Folk activism treats policies and institutions as the result of specific human intent. But policies are in large part an emergent behavior of institutions, and institutions are an emergent behavior of the global political ecosystem.
Institutions, Not Policies
I believe that libertarians (including myself) waste enormous effort exploring solutions which will never be implemented or even influence policy. These are not necessarily libertarian solutions — often they attempt to achieve the goals of the majority in an effective way. We’re following the intuitive, folk-activism approach of proposing plans to our tribe. Unfortunately, the problem is not that our legislators lack for good ideas, but that democracy is a flawed method for choosing among them, because politicians respond to incentives too. So while we could argue for weeks about the most effective way to stimulate the economy, effectiveness is not the primary criterion by which lawmakers evaluate policies.

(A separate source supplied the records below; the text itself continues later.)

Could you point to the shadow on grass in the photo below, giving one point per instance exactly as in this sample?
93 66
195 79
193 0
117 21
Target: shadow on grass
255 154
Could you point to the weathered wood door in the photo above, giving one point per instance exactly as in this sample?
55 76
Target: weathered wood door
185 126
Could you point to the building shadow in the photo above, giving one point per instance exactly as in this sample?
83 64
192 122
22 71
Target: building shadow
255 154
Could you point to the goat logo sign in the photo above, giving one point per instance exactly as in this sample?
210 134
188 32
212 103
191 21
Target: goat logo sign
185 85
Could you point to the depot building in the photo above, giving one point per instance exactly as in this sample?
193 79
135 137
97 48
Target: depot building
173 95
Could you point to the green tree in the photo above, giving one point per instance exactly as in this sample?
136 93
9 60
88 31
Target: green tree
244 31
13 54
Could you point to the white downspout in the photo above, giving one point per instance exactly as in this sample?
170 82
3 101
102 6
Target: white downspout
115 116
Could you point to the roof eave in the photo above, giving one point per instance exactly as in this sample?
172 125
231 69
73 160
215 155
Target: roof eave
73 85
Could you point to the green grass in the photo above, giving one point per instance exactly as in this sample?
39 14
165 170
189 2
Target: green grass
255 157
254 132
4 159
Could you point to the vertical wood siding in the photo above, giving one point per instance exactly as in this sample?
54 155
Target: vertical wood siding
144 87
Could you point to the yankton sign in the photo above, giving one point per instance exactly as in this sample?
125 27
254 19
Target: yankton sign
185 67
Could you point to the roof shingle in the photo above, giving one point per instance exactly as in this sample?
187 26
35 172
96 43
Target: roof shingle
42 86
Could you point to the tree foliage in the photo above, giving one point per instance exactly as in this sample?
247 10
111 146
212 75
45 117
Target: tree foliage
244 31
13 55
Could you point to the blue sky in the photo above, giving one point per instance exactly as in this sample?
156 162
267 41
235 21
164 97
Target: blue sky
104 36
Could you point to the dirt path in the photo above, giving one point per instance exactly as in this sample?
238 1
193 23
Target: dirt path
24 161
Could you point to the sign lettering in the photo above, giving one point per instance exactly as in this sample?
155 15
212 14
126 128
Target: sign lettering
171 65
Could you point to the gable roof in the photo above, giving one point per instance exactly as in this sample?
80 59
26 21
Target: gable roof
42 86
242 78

Libertarians pour much of our resources into dissecting policy and proposing alternatives. But agitating for a specific policy is like complaining about a price — and forgetting that it’s set by supply and demand. While policy analysis is certainly an interesting field, as a method for improving political performance it is about as useful as price-fixing is for improving economic performance. And while not without benefit,[3] policy debates feel far more important than they actually are. Our cognitive bias is to assume that we have a voice equivalent to an individual in a Dunbarian hunter-gatherer tribe, and so we comment on nationwide events with a passion to match — even when no one is listening. (Now you understand blogs and bar conversations!) These debates function as a mirage which distracts us from the more fundamental structural reforms that would actually achieve liberty in our lifetimes.[4]
Ecosystem, Not Institutions
Government is just another industry, where countries offer services to citizens, but it has some unfortunate features. It is a geographically segmented monopoly, and since all land is taken, the industry has an enormous barrier to entry. To start a new government you have to beat an old one, which means winning a war, an election, or a revolution. And it has very high customer lock-in: there are barriers to emigration and immigration, and switching countries involves both high financial and emotional costs. These characteristics result in a horribly uncompetitive industry, so it is no surprise that existing firms tend to exploit customers instead of innovating to attract them.
This analysis neatly avoids moral debates and has clear practical implications: if the problem is an uncompetitive market, the solution is to make it more competitive. It also exposes the futility of strategies that don’t address this issue, like trying to win the war of ideas. While appealing and noble, this is ineffective. Without competitive pressure, our institutions generate flawed policies which benefit the political class, not those that reflect the consensus of academic economists. We need more competition in government, not more academic papers or mindshare.
An Experimental Ecosystem
Before I was introduced to the field of law and economics, I assumed that the main problem in achieving a good society was coming up with shared morals and values. Then you just write them down as laws, and you are done. It turns out that even if we agree on a definition of rights, there is no straightforward way to derive laws and enforcement mechanisms. Implementation is not a trivial detail, it’s the hard part! To make things worse, designing policies is the easy case. When we view them as the emergent behavior of institutions, things go from difficult to impossible (so they’ll take us a little longer).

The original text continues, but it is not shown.